Thursday, 19 August 2010

Stronger wildlife laws needed, officials say


via Khmer NZ

Thursday, 19 August 2010 15:02 Chhay Channyda

NEW laws and harsher penalties are needed to prosecute people who trade in illegal wildlife, government officials said yesterday.

Speaking at the opening of a two-day regional anti-wildlife trafficking workshop in Phnom Penh, Justice Minister Ang Vong Vathana said that a lack of concrete wildlife management legislation combined with weak penalties for illegal traders meant there was little to deter would-be perpetrators.

“Wildlife trade is a serious problem threatening the national resources of Cambodia,” he said.
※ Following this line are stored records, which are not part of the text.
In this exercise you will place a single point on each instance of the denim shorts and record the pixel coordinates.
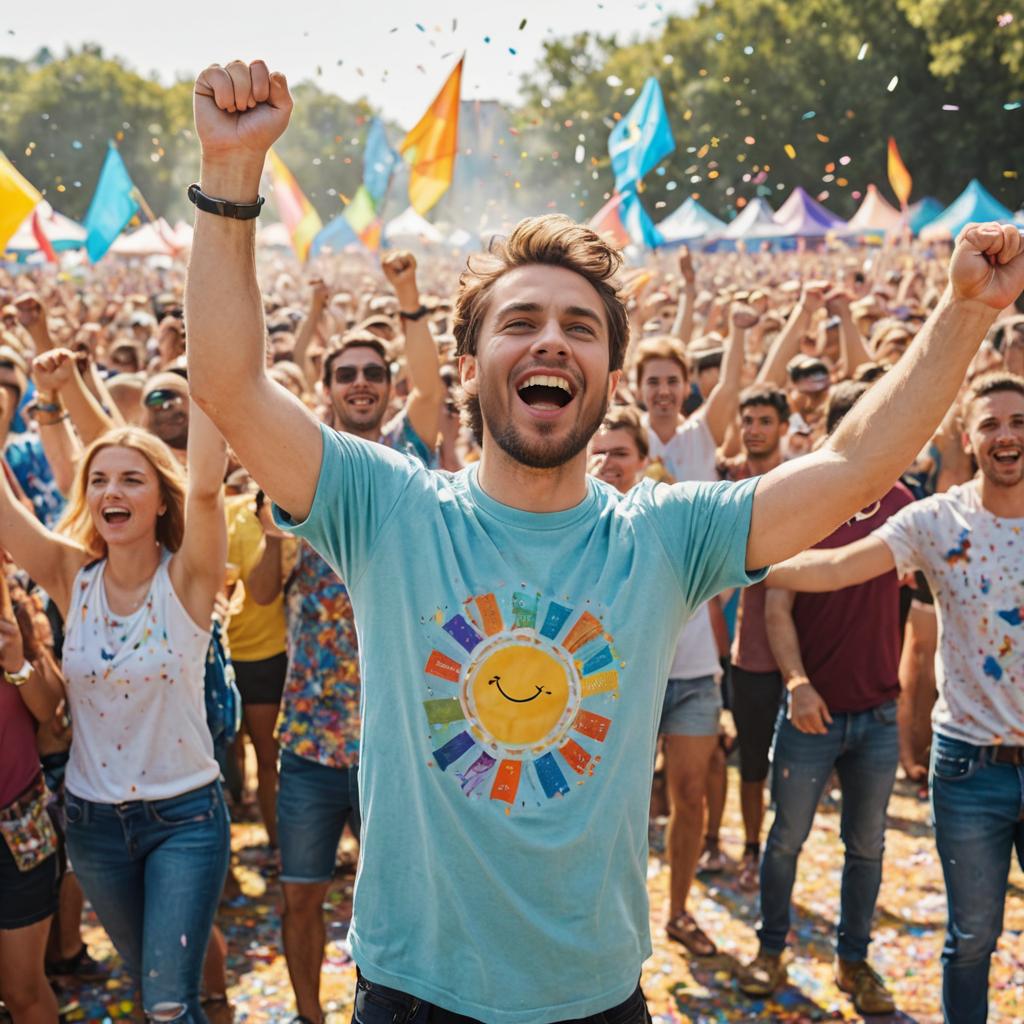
(314, 802)
(691, 708)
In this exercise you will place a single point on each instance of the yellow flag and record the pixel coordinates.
(296, 212)
(430, 146)
(17, 200)
(899, 176)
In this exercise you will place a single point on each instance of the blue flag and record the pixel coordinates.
(378, 161)
(113, 205)
(642, 139)
(637, 221)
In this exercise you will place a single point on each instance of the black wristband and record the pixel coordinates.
(223, 207)
(419, 314)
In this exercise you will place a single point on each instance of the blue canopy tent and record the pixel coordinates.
(689, 222)
(975, 203)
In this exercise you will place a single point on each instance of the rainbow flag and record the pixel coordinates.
(295, 210)
(17, 200)
(430, 146)
(899, 176)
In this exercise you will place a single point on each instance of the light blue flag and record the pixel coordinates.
(378, 161)
(642, 139)
(637, 221)
(113, 205)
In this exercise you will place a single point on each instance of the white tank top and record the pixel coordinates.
(136, 694)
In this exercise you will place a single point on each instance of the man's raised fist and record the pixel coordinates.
(241, 111)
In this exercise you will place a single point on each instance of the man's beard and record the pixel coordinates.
(543, 456)
(353, 426)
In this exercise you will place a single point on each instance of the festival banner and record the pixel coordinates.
(296, 212)
(899, 176)
(114, 204)
(17, 199)
(642, 139)
(430, 146)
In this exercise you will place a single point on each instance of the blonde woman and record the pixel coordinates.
(134, 569)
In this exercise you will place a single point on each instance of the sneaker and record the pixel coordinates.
(764, 975)
(81, 966)
(865, 985)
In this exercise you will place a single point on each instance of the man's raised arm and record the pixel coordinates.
(241, 110)
(801, 502)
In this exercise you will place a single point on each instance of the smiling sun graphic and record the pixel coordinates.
(506, 711)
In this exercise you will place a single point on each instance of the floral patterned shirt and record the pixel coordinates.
(320, 708)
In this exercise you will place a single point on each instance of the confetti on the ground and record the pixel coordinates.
(907, 938)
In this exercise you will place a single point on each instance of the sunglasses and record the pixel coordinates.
(163, 399)
(372, 374)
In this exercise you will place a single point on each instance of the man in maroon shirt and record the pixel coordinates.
(839, 655)
(755, 682)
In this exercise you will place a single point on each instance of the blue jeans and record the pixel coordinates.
(863, 748)
(379, 1005)
(314, 801)
(977, 807)
(154, 871)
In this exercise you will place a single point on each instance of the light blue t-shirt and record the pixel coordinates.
(513, 670)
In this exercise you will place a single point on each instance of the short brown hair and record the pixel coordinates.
(628, 418)
(991, 383)
(353, 339)
(662, 347)
(552, 240)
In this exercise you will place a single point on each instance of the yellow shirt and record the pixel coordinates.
(257, 631)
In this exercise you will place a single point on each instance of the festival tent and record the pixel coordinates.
(875, 216)
(688, 223)
(62, 232)
(924, 212)
(756, 220)
(975, 203)
(412, 226)
(802, 217)
(150, 240)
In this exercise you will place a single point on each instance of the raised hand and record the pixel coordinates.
(241, 111)
(399, 268)
(741, 316)
(987, 265)
(53, 370)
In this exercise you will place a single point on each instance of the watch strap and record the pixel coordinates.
(223, 207)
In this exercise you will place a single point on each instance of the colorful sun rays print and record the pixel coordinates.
(520, 698)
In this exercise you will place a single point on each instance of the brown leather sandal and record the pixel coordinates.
(685, 930)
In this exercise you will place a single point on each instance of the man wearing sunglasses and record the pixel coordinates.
(165, 399)
(517, 619)
(318, 725)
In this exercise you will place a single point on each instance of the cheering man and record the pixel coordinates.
(511, 651)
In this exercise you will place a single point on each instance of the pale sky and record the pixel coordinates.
(368, 48)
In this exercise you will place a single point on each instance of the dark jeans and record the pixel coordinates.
(978, 809)
(863, 748)
(154, 871)
(378, 1005)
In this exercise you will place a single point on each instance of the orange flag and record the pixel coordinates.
(430, 146)
(295, 210)
(899, 176)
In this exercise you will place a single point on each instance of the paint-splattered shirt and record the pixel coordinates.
(320, 709)
(974, 562)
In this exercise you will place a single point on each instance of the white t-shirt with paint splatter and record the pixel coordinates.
(974, 562)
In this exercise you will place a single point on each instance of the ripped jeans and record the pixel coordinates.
(154, 871)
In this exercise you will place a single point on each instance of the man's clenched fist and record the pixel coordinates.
(241, 111)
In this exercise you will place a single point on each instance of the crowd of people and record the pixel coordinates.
(483, 547)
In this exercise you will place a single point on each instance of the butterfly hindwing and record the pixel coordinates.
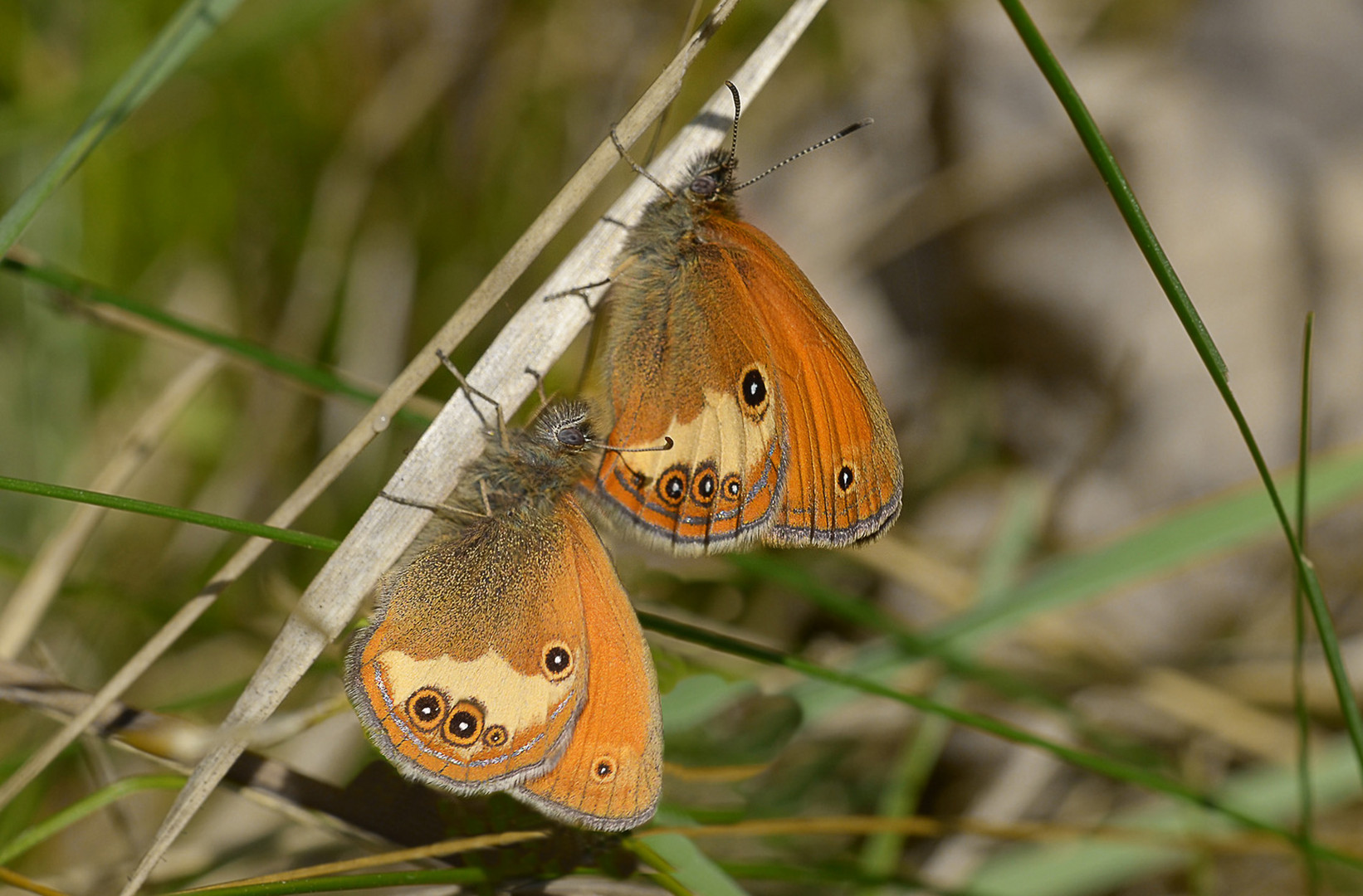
(475, 673)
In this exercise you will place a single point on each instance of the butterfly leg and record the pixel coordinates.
(581, 292)
(638, 169)
(539, 387)
(443, 511)
(469, 391)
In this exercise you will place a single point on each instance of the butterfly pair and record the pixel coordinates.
(506, 655)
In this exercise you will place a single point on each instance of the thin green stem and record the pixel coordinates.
(308, 375)
(193, 22)
(1306, 812)
(82, 808)
(149, 509)
(426, 877)
(1159, 261)
(1081, 759)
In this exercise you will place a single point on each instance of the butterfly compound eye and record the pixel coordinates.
(571, 436)
(426, 709)
(464, 728)
(705, 186)
(556, 660)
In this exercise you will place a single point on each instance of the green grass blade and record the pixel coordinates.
(301, 372)
(1091, 762)
(149, 509)
(427, 877)
(1306, 811)
(1092, 868)
(193, 22)
(1178, 297)
(860, 611)
(1204, 530)
(86, 806)
(691, 868)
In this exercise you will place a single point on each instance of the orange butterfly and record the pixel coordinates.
(506, 655)
(716, 338)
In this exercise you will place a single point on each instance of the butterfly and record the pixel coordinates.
(716, 338)
(506, 655)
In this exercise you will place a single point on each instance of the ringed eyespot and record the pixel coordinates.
(705, 485)
(847, 477)
(672, 485)
(556, 660)
(464, 728)
(495, 736)
(426, 709)
(754, 392)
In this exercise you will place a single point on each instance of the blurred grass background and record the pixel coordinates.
(331, 178)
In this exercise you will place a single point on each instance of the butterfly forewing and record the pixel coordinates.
(690, 372)
(844, 480)
(611, 775)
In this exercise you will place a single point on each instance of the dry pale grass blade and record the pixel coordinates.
(1220, 713)
(403, 100)
(34, 592)
(176, 745)
(537, 334)
(379, 859)
(19, 881)
(1019, 782)
(949, 586)
(382, 523)
(1241, 843)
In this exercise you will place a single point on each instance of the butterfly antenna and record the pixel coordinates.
(807, 150)
(638, 169)
(732, 163)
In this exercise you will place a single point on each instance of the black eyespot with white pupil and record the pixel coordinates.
(705, 186)
(426, 709)
(672, 485)
(754, 388)
(464, 728)
(556, 660)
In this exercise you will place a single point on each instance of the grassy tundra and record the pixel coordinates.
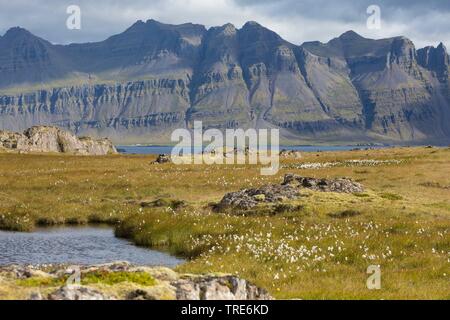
(320, 250)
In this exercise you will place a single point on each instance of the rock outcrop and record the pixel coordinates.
(138, 86)
(273, 195)
(341, 185)
(54, 139)
(250, 198)
(218, 288)
(166, 283)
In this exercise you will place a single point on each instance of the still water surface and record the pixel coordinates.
(77, 245)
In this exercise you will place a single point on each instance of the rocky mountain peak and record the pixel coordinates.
(350, 35)
(435, 60)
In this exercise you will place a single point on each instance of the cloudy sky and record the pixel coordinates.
(426, 22)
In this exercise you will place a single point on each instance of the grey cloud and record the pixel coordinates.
(425, 22)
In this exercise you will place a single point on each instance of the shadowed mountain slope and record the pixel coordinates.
(139, 85)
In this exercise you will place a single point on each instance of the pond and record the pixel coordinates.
(76, 245)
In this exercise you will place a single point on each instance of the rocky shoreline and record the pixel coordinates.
(54, 139)
(122, 281)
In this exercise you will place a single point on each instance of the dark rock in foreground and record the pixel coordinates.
(273, 194)
(249, 198)
(165, 283)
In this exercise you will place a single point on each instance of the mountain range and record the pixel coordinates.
(140, 85)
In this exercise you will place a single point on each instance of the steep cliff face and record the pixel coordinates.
(53, 139)
(123, 111)
(138, 86)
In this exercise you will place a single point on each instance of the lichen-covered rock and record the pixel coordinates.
(167, 284)
(78, 293)
(249, 198)
(162, 158)
(218, 288)
(342, 185)
(53, 139)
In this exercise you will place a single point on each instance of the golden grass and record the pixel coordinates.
(319, 251)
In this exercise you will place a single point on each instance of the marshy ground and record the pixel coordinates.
(319, 250)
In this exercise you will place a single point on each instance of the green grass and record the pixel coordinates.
(97, 277)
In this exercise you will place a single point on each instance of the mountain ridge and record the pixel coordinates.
(137, 86)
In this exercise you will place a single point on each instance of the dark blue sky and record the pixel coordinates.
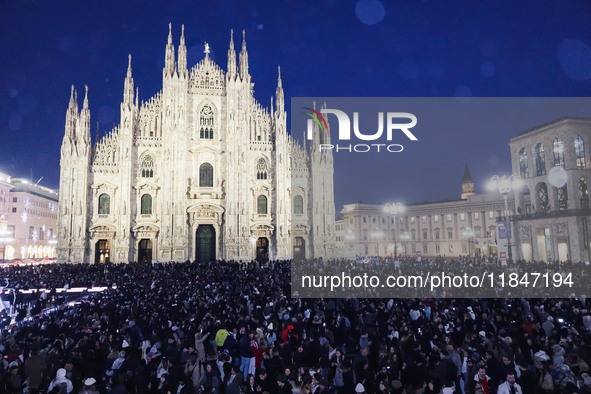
(325, 48)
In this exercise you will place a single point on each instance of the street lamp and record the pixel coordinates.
(5, 237)
(377, 234)
(253, 241)
(394, 209)
(505, 184)
(468, 233)
(405, 237)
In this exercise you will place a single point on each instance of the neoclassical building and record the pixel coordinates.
(553, 215)
(547, 213)
(200, 171)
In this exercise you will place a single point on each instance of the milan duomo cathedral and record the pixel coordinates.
(200, 171)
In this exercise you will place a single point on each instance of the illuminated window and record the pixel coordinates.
(298, 205)
(206, 175)
(146, 204)
(523, 169)
(562, 198)
(558, 152)
(206, 123)
(104, 204)
(147, 167)
(584, 193)
(262, 169)
(543, 196)
(262, 205)
(580, 152)
(540, 160)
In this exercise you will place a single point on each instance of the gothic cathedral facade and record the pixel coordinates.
(200, 171)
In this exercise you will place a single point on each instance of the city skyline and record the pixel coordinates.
(325, 49)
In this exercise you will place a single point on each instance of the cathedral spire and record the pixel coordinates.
(243, 58)
(279, 93)
(467, 183)
(169, 55)
(71, 115)
(128, 85)
(182, 59)
(231, 57)
(84, 128)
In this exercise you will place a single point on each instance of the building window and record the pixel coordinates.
(523, 170)
(584, 193)
(146, 204)
(540, 160)
(543, 196)
(206, 175)
(562, 198)
(147, 167)
(206, 123)
(558, 152)
(580, 152)
(262, 205)
(104, 204)
(262, 169)
(298, 205)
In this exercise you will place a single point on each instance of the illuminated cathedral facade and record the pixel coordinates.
(200, 171)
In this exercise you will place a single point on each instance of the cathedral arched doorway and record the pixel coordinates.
(262, 249)
(299, 248)
(145, 251)
(205, 243)
(102, 252)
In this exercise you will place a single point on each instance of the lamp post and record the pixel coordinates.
(468, 233)
(5, 237)
(505, 184)
(405, 237)
(377, 234)
(253, 241)
(393, 209)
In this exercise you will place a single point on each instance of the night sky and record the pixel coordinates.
(366, 48)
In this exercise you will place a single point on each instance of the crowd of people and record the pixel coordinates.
(226, 327)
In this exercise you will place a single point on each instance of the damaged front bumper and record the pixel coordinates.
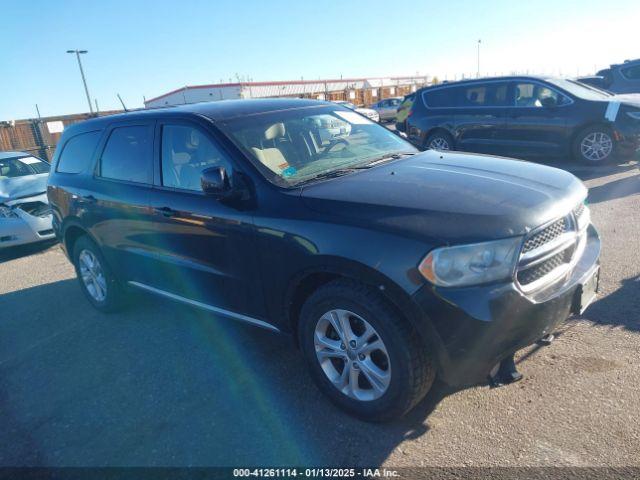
(29, 222)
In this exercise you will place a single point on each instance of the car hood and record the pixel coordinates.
(449, 197)
(366, 111)
(21, 187)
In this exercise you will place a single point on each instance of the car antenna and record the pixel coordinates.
(123, 105)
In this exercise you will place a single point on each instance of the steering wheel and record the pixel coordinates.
(333, 143)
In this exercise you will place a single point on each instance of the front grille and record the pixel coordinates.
(579, 210)
(550, 233)
(530, 275)
(540, 260)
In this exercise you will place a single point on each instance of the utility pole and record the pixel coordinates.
(84, 80)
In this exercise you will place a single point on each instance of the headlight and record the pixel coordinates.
(7, 212)
(471, 264)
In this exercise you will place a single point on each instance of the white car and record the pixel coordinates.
(25, 216)
(367, 112)
(387, 108)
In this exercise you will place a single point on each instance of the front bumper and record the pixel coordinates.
(24, 229)
(480, 326)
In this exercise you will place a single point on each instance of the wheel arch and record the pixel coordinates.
(308, 280)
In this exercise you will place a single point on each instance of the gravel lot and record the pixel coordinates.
(161, 384)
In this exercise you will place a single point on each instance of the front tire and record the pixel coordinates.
(594, 146)
(96, 280)
(361, 353)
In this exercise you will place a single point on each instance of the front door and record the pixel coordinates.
(206, 250)
(117, 206)
(537, 124)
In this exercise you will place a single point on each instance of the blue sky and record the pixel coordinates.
(147, 48)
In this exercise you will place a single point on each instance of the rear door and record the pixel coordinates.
(205, 247)
(537, 123)
(117, 206)
(481, 117)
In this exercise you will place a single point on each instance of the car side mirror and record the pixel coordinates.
(548, 102)
(215, 182)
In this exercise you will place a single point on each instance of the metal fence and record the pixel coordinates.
(38, 136)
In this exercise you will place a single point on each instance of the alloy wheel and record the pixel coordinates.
(92, 275)
(596, 146)
(352, 355)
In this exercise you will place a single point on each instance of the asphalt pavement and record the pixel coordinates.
(165, 385)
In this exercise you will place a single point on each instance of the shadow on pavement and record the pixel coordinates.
(615, 189)
(620, 308)
(163, 385)
(13, 253)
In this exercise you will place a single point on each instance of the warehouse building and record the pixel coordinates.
(360, 91)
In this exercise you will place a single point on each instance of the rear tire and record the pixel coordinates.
(594, 146)
(440, 141)
(400, 367)
(96, 279)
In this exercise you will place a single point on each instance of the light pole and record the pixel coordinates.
(478, 73)
(84, 80)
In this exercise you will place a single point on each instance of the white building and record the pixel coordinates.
(358, 90)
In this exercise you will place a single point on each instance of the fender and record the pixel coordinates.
(327, 268)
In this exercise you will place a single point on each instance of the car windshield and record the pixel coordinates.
(22, 166)
(347, 104)
(580, 90)
(299, 145)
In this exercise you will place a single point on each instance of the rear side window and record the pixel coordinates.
(631, 73)
(441, 98)
(78, 152)
(489, 95)
(128, 155)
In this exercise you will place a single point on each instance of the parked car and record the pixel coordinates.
(25, 216)
(526, 117)
(387, 108)
(403, 112)
(594, 81)
(367, 112)
(622, 78)
(386, 265)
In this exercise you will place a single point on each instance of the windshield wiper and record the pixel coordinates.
(339, 172)
(384, 158)
(330, 174)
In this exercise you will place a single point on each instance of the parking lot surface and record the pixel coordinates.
(164, 385)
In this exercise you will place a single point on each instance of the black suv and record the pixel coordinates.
(386, 265)
(621, 78)
(525, 117)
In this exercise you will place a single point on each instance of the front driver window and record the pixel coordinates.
(186, 152)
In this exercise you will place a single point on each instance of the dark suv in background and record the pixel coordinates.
(621, 78)
(386, 265)
(525, 117)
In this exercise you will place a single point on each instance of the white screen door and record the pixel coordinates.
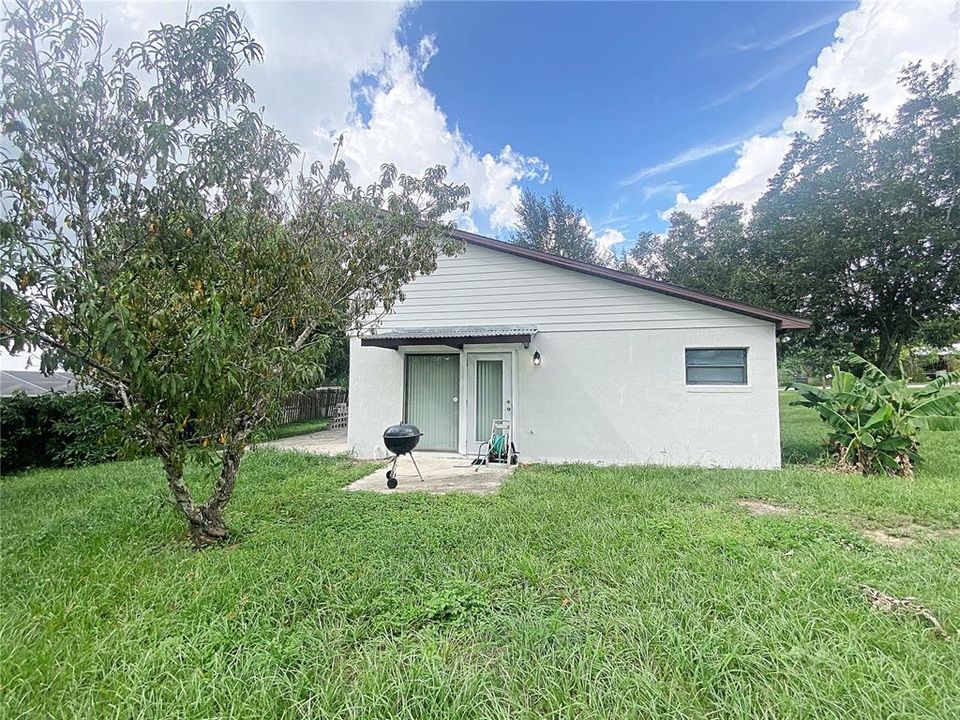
(432, 387)
(490, 395)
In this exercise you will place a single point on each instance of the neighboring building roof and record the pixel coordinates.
(783, 321)
(455, 337)
(34, 382)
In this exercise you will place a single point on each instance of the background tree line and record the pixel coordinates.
(859, 230)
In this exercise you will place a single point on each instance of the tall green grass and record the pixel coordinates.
(575, 592)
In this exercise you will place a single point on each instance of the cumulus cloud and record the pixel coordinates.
(608, 238)
(406, 126)
(871, 44)
(332, 68)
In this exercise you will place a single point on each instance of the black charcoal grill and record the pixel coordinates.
(401, 440)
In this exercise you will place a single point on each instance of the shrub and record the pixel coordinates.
(57, 430)
(875, 421)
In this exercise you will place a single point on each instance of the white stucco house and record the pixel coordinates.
(589, 364)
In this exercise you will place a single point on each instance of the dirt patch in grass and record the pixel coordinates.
(888, 603)
(907, 535)
(759, 507)
(884, 537)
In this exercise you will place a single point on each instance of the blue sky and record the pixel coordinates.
(605, 91)
(630, 109)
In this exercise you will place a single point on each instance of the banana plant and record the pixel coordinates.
(875, 421)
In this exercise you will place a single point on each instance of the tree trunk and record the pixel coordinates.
(888, 355)
(204, 522)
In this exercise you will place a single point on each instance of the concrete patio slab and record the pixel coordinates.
(442, 473)
(325, 442)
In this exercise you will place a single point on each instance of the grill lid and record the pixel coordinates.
(404, 430)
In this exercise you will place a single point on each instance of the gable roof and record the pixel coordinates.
(783, 321)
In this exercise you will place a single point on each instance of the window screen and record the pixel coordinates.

According to Article 93 of Cambodia’s Law on Forestry, passed in 2002, individuals found guilty of trading illegally in wildlife face prison sentences of up to 10 years and fines of up to 100 million riels (US$23,518).

Tim Sipha, director of the Legislation and Law Enforcement Department at the Ministry of Agriculture, Forestry and Fisheries, said that 44 suspects had been sent to court charged with wildlife crimes so far this year.

“Wildlife crimes happen most in northeastern parts of the country where there are many forests,” he said.

Suon Sovann, deputy director of the Forestry Administration’s Legislation and Law Enforcement Department, said the government considered wildlife to be state property, and that it was therefore the state’s responsibility to protect species from poaching.

He said that most Cambodian wildlife trafficking was across the border for sale in neighbouring Vietnam and Laos.